Last weekend was Seattle’s annual Seafair Torchlight Run and Parade (2006-07-29). Seafair celebrates Seattle’s rapidly vanishing nautical heritage. One Saturday evening each summer, the city closes the street and thousands of pasty, pale, or sunburned people of all races crawl out from their hiding places to watch people who aren’t being chased run either 5 KM or 8KM. Or fall down trying.
The run began as normal. The Flash and his partner were the first down the street.
There was the normal mix of serious runners who looked okay, serious runners who looked like they were in pain, and amateur runners who clearly had the “What the hell was I thinking?” look. And pirates. Every Seafair event has pirates. Not the music or software kind, but good old fashioned hook-for-a-hand pirates.

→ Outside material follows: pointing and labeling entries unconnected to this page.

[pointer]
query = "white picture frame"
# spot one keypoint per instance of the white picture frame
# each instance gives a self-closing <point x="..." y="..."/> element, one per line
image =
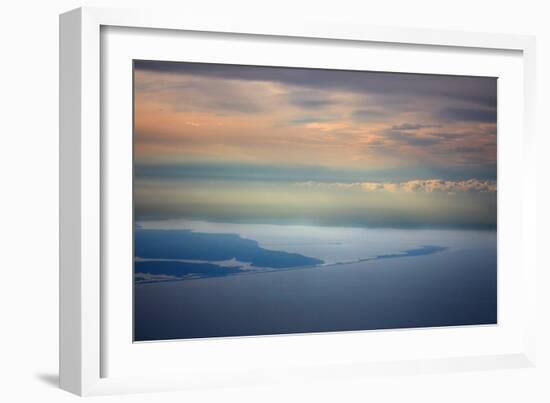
<point x="85" y="345"/>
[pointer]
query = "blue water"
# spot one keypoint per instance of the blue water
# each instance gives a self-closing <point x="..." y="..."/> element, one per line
<point x="357" y="280"/>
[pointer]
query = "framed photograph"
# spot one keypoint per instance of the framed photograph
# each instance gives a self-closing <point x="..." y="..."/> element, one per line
<point x="250" y="202"/>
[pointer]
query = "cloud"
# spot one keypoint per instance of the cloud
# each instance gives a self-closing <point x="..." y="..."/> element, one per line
<point x="469" y="115"/>
<point x="410" y="126"/>
<point x="477" y="90"/>
<point x="416" y="185"/>
<point x="411" y="138"/>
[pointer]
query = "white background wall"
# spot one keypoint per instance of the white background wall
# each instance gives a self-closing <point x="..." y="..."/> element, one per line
<point x="29" y="187"/>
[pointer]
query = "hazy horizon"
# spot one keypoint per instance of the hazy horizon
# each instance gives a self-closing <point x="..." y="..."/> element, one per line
<point x="229" y="143"/>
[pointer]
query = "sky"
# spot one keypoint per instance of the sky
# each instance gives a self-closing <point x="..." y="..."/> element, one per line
<point x="283" y="145"/>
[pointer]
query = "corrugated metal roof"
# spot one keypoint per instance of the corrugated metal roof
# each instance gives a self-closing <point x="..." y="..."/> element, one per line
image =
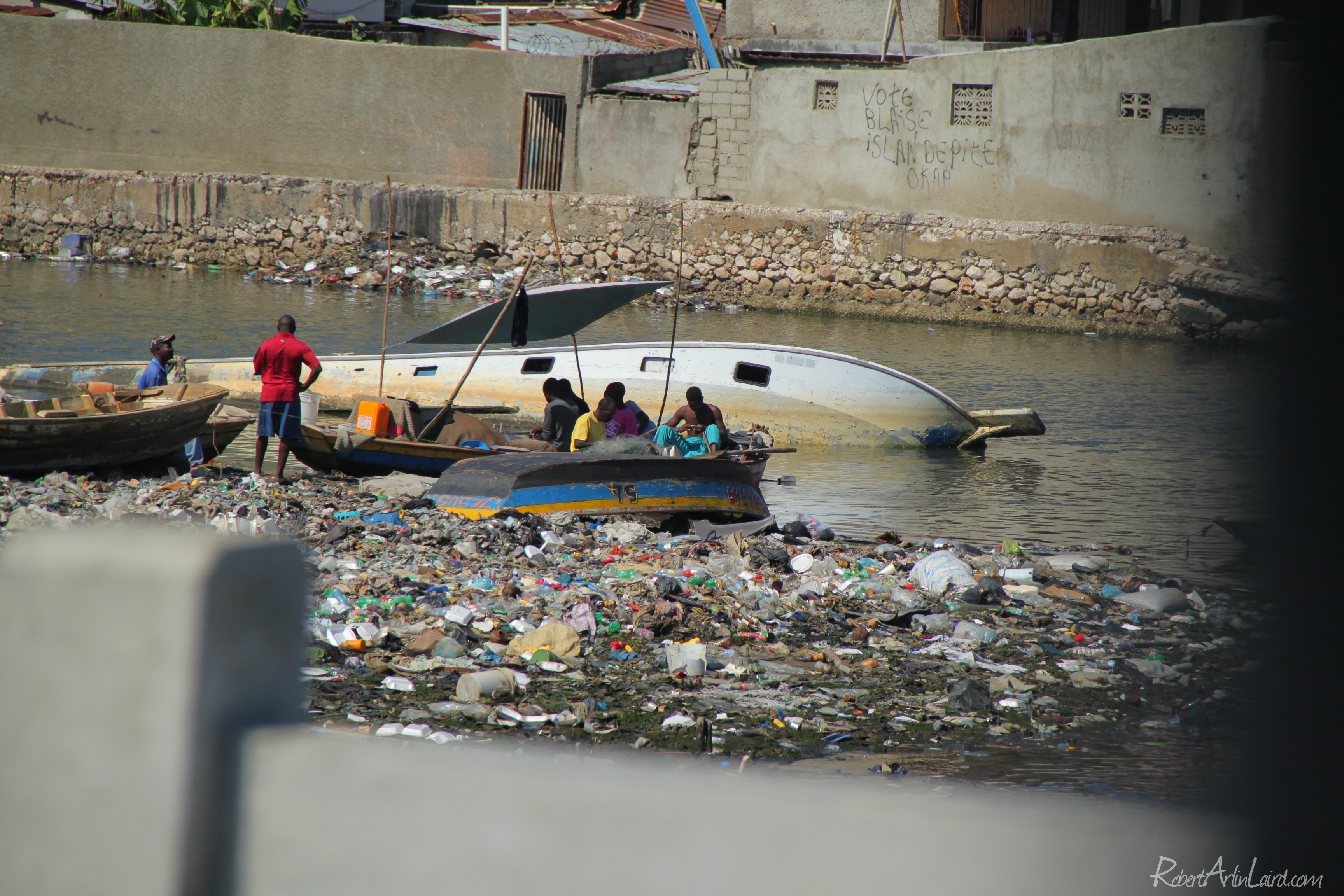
<point x="682" y="85"/>
<point x="671" y="15"/>
<point x="557" y="32"/>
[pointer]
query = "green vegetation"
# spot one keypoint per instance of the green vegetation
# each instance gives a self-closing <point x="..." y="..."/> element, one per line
<point x="212" y="14"/>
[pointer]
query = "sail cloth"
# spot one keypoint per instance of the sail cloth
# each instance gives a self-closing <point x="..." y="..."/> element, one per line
<point x="554" y="312"/>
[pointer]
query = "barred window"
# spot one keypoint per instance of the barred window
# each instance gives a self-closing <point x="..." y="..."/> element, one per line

My knees hurt just watching the legs and feet of the runners as they slammed into the pavement again and again. It seemed obvious to me that the human body really wasn’t engineered to pound sneakers repeatedly against concrete.
Several protesters joined the run too because, well, it’s Seattle and that’s what people d0. New Yorkers grab a hot dog from the cart. Seattle-ites grab some PVC and cardboard and demand a free Tibet. Or the protection of the turtles. Or owls. Or Salmon. Or they call for the impeachment of the president. Or they protest whatever the war-of-the-week is.
This time the protests were tame. There weren’t many. The main cause of the week was same sex marriage because the Washington State Supreme Court upheld the state’s ban.
Three pairs of women ran the race together in racing-modified wedding dresses. They ran with official race numbers and everything. What I found interesting was that they were completely independent of each other. These three couples were running in completely separate parts of the race and there was nothing to indicate they were aware of one another.
Unless it was really just one couple running around the block. But that makes about as much sense as, well, running in a race in the first place.
To emphasize their focus on healthy foods, Jamba Juice did not sponsor a float. Instead, they dressed people up like bananas and entered them in the race.
When you run a race down the street, you can close it to vehicular traffic, but it’s tougher to close it to pedestrian traffic. Sure, you can try to corral people with tear gas and riot gear, but the Seattle Police Department hasn’t had much luck with that historically. And for a parade you don’t want to do that.
So instead, you wait for a gap in the runners, and you let the pedestrians through. They have to run across the street before the police stop the rest of them to let more runners through.
It’s like something right out of a loony tunes cartoon.
Children love things like this. It’s a chance for them to beg, whine, and cajole their parents into buying them a rave-like glow stick, low pitched plastic horn, dull sword, or giant inflatable hammer. And then they make noise for the next several hours until they get bored and make different noises.
Most of them will one day have their career peak as the day manager of an Applebee’s. Some, however, will be the future leaders of tomorrow. Like this girl.
Not content to merely observe the race, she decided to participate. She stepped into the street so passing runners could slap her hand. A bunch of them did.
Pretty soon, it seemed a sibling joined her.
Then someone else joined here.
Before long, she had an entire gang joining her.
Soon kids up and down the block were reaching out their hands to greet the runners.
Of course, as a country we celebrate the winners. But we also love our underdogs and last place people. Be great or be awful. Just don’t be mediocre. We hate that.
The runner who got the most applause – even more than the wheel chair guy—was this one.
He was that last runner, and he struggled with each step. Breathing looked like a chore at this point in the race. He was several minutes behind the previous runner. The police car stayed behind him, presumably to pick up the body.